For a trusted boot (or authenticated boot or secure boot or however you want to call it), you need a root of trust that's protected for integrity. It doesn't need to be a “super-secret” sector, it needs to be a “super-shielded” sector. ROM fits the bill.
In practice, device manufacturers like to put as little code as possible in the ROM, because they don't want to stop updating the code a few months before the device ships. So that code typically does nothing more than initialize a few core devices (e.g. put the MMU into shape), load the first few sectors from a storage medium, verify their cryptographic signature against a public key stored in ROM, and transfer execution to that code. If the signature doesn't match, the ROM code may allow the user to upload an alternate boot image (typically over USB).
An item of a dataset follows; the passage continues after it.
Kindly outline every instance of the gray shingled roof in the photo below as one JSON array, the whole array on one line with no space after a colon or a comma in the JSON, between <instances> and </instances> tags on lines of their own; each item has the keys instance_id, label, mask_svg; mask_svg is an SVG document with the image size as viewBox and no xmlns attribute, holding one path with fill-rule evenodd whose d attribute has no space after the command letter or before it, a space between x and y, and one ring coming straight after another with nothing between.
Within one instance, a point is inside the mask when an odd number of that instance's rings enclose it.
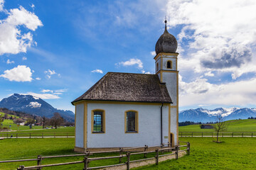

That first non-ROM boot code is often considerably more complex than the ROM code: it usually needs to know how to manage memory, access various storage devices, perhaps read filesystems, have at least a rudimentary user interface and so on. So, in practice, all that code buggy, and that (or later in the boot chain) is how iPhones get jailbroken. Some manufacturers, such as Apple, are indeed deeply concerned with controlling the boot image; that doesn't mean they succeed against a determined community.
Furthermore, even if the signed boot image has held, the operating system itself is far too complex to withstand attacks for very long. Signing the whole OS is not practical as users of all but the most basic mobile phones and PDAs expect to be able to install their own applications (and OSes tend to have root holes). The OS can typically do pretty much what it wants, except that if it naively overwrites the boot image, the device won't boot. If you want to run a different operating system, you may be able to use the original OS as a jumping point from which you boot your real operating system.
Speed is another factor: verifying the authenticity of a 100kB bootloader is just a blip on a modern smartphone, but verifying the authenticity or the integrity of a multi-GB operating system is too slow to do at once. Incremental verification also slows down disk reads, and requires filesystem support that isn't widely available at this time.